Too Much or Just Enough?

If we’ve learned anything this year other than what it feels like to dress like a healthcare worker, it would be that the Federal Reserve is ready and willing to print whatever sum of money it takes to keep an all out recession off our hands in the U.S.


It is estimated that the FED will have around an $8 Trillion balance sheet by the end of 2020 from its numerous plans to prop up everything from money market funds to state and local government debt. This is double the level they reached in their QE program from 2008 that never had a chance to get unwound.

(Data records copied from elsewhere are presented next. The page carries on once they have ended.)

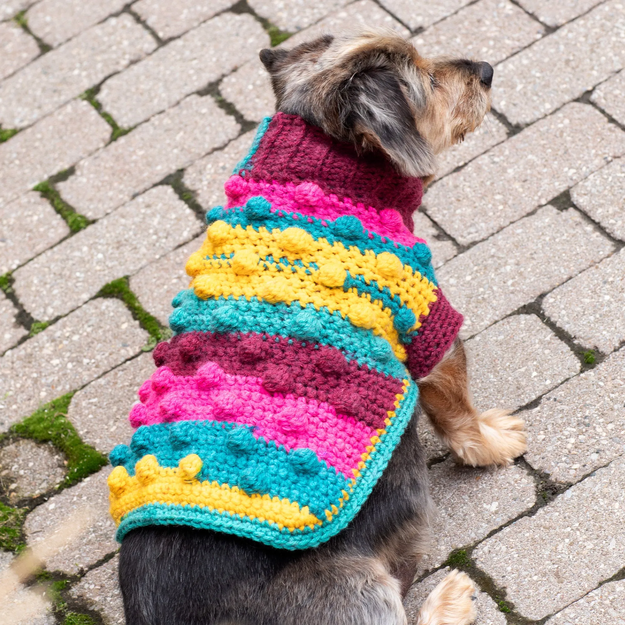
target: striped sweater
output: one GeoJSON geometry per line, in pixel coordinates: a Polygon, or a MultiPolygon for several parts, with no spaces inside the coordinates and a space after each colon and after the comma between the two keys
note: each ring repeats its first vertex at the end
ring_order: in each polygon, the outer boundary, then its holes
{"type": "Polygon", "coordinates": [[[421,181],[381,155],[278,113],[225,189],[111,454],[111,512],[119,541],[174,524],[314,547],[366,500],[462,317],[412,234],[421,181]]]}

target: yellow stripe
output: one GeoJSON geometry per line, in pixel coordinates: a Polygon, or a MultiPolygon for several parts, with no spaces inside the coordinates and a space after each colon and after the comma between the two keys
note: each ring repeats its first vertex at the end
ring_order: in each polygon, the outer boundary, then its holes
{"type": "Polygon", "coordinates": [[[176,468],[159,466],[154,456],[144,456],[136,465],[136,474],[128,475],[122,466],[109,476],[111,514],[119,525],[122,516],[146,504],[199,506],[219,512],[228,512],[276,523],[282,529],[303,529],[321,521],[311,514],[308,506],[300,509],[296,501],[268,494],[246,494],[237,486],[217,482],[200,482],[195,476],[202,461],[195,454],[182,458],[176,468]]]}

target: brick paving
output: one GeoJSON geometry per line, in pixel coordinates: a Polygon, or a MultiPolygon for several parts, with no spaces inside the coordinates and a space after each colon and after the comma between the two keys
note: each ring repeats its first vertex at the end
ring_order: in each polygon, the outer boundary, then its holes
{"type": "MultiPolygon", "coordinates": [[[[495,66],[492,112],[441,155],[415,223],[465,315],[476,406],[516,411],[529,436],[512,466],[464,469],[420,424],[439,512],[408,622],[451,564],[480,589],[478,625],[624,625],[624,6],[0,0],[0,431],[74,391],[82,441],[106,454],[127,440],[202,214],[272,111],[259,49],[386,26],[424,54],[495,66]],[[48,179],[51,200],[32,191],[48,179]],[[124,277],[151,326],[99,296],[124,277]]],[[[4,439],[0,499],[26,507],[28,544],[98,511],[48,568],[72,609],[122,624],[109,468],[64,488],[63,458],[4,439]]],[[[0,549],[2,568],[12,558],[0,549]]]]}

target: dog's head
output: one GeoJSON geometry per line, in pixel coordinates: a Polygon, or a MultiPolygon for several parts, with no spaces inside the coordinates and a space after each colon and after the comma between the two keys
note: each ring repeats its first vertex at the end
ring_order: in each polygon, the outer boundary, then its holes
{"type": "Polygon", "coordinates": [[[277,110],[359,150],[382,150],[406,176],[433,174],[435,155],[490,109],[488,63],[424,58],[392,31],[324,35],[291,50],[262,50],[261,60],[277,110]]]}

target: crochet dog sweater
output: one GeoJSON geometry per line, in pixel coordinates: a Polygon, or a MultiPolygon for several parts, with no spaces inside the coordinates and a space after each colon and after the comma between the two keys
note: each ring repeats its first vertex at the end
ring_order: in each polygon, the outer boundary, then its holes
{"type": "Polygon", "coordinates": [[[207,215],[175,336],[111,454],[118,539],[186,525],[304,549],[366,500],[462,324],[411,215],[421,181],[292,115],[207,215]]]}

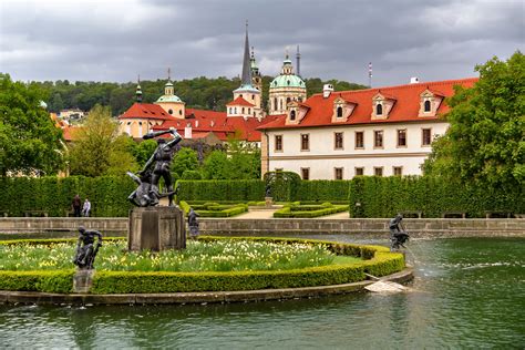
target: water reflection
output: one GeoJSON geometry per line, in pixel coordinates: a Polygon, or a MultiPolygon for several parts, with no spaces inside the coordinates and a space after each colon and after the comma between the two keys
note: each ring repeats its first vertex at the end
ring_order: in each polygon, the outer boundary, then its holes
{"type": "Polygon", "coordinates": [[[0,306],[0,347],[524,348],[524,239],[412,241],[406,257],[415,279],[408,294],[197,306],[0,306]]]}

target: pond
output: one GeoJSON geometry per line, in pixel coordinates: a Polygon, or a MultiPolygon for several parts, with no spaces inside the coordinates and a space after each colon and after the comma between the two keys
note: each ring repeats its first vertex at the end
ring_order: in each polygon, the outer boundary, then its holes
{"type": "Polygon", "coordinates": [[[413,240],[409,248],[409,292],[162,307],[0,305],[0,347],[525,347],[525,239],[413,240]]]}

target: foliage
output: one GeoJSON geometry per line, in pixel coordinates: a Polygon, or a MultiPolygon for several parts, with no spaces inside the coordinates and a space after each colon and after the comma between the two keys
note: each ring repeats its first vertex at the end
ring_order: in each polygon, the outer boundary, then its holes
{"type": "MultiPolygon", "coordinates": [[[[262,105],[267,105],[268,87],[274,78],[262,76],[262,105]]],[[[153,103],[163,93],[165,80],[141,81],[144,102],[153,103]]],[[[227,79],[224,76],[208,79],[205,76],[189,80],[174,81],[175,94],[178,95],[189,109],[205,109],[214,111],[226,111],[226,103],[231,101],[231,91],[239,87],[238,78],[227,79]]],[[[306,85],[309,95],[322,91],[325,83],[332,83],[336,90],[356,90],[366,86],[343,81],[321,81],[318,78],[307,79],[306,85]]],[[[60,112],[62,109],[79,107],[89,111],[96,104],[107,105],[116,114],[124,113],[134,102],[136,83],[123,84],[109,82],[75,82],[45,81],[34,82],[50,96],[48,107],[51,112],[60,112]]]]}
{"type": "Polygon", "coordinates": [[[485,212],[525,213],[521,188],[505,193],[431,176],[358,176],[350,183],[349,202],[351,217],[393,217],[406,210],[422,210],[424,217],[441,217],[445,212],[463,212],[469,217],[484,217],[485,212]]]}
{"type": "Polygon", "coordinates": [[[288,204],[275,212],[274,217],[319,217],[347,210],[348,205],[333,205],[331,203],[321,205],[288,204]]]}
{"type": "Polygon", "coordinates": [[[178,200],[260,200],[265,183],[260,179],[207,179],[177,182],[178,200]]]}
{"type": "Polygon", "coordinates": [[[62,132],[40,106],[45,93],[35,84],[0,74],[0,176],[56,174],[63,166],[62,132]]]}
{"type": "Polygon", "coordinates": [[[425,174],[505,192],[525,183],[525,56],[476,66],[480,81],[447,100],[446,134],[433,144],[425,174]]]}
{"type": "Polygon", "coordinates": [[[10,216],[28,210],[44,210],[49,216],[65,216],[75,194],[90,198],[93,216],[127,216],[127,196],[136,188],[127,176],[100,177],[0,177],[0,209],[10,216]]]}
{"type": "Polygon", "coordinates": [[[79,130],[79,138],[70,147],[70,171],[73,175],[124,175],[136,171],[126,135],[119,135],[119,125],[109,107],[95,105],[79,130]]]}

With the government going for another round of epic spending before it could pay off the last one, many fiscal conservatives have wondered if this time will be too much. I mean we’ve all been there, you’re trying to light the grill and it’s not working so you just keep hosing down the charcoal with lighter fluid until “BOOM!” bye bye eyebrows.


Will flooding all of this money into the system eventually cause uncontrollable inflation and devaluation of money?


Surprisingly, most sources would say no. According to a recent report from Argus Equity Research, current inflation estimates sit somewhere between 1.2% and deflation even with the Fed having boosted its balance sheet to $7.5 Trillion already. And those inflation numbers are expected to stay around in the near term.


There are several reasons that economists aren’t afraid of hyperinflation, one being that the Fed still has its age-old tool of raising interest rates to cool things back off if needed. Another reason is that, like 2008, the government printing money doesn’t necessarily mean it makes it to the economy. Pretty much all of what was created in 2008 has stayed on the FED’s balance sheet as bank reserves and never fueled any real inflation in the economy.


How this will affect capital markets could be a different story since the Federal Reserve is buying all manner of assets to help provide liquidity to the markets. This could certainly cause some strange behavior in these areas despite what goes on in the economy and leave many scratching their heads as it did coming out of 2008 as well.


You know by now how most of these articles end; this is why it’s important to stay diversified. We also wanted to put out there that despite the level of government spending, the smart folks don’t see this blowing up the barbecue any time soon.